Monday, April 11, 2011: Space shuttle orbiter Columbia landed at Edwards Air Force Base in southern California at the end of the first space shuttle mission, STS-1, on April 14, 1981. Astronauts John W. Young and Robert L. Crippen flew aboard Columbia.

—Tom Chao

Up the Stairs to the Landing, Up the Stairs Into the Vostok

RSC Energia

Tuesday, April 12, 2011: Soviet cosmonaut Yuri Gagarin waves to the crowd as he prepares to board the Vostok 1 spacecraft at Baikonur Cosmodrome in Kazakhstan, on April 12, 1961, to make history's first human spaceflight, 50 years ago today.

—Tom Chao

Looking Out My Window Pane

Nate Bolt

Wednesday, April 13, 2011: The northern lights illuminate the sky in this image captured by photographer Nate Bolt during a flight from San Francisco to Paris.

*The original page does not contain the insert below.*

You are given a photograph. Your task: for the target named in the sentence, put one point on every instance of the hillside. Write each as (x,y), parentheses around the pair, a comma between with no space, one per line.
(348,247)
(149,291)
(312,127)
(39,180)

Bolt set up his camera in an empty seat facing a window and snapped more than 2,400 shots during the 11-hour flight. A time-lapse video of the flight can be seen at beepshow.com.

—Tom Chao

Down at the Arcade

ESA/Hubble & NASA

Thursday, April 14, 2011: The young open star cluster IC 1590 in the star formation region NGC 281 bears the nickname "Pacman Nebula," due to its resemblance to the well-known arcade game character. However, this close-up image taken by the Hubble Space Telescope zooms in on the center, and does not show the iconic outline of Pac-Man. Unlike in the arcade game, this nebula's gas and dust are forming new stars, not gobbling them up.

—Tom Chao

Rho, Rho, Rho Your Ophiuchi

NASA, JPL-Caltech, WISE Team

Friday, April 15, 2011: WISE, the Wide-field Infrared Survey Explorer, took this picture of one of the closest star forming regions, a part of the Rho Ophiuchi cloud complex. It lies some 400 light-years from Earth. Dust clouds and embedded newborn stars glow at infrared wavelengths in the false-color composition.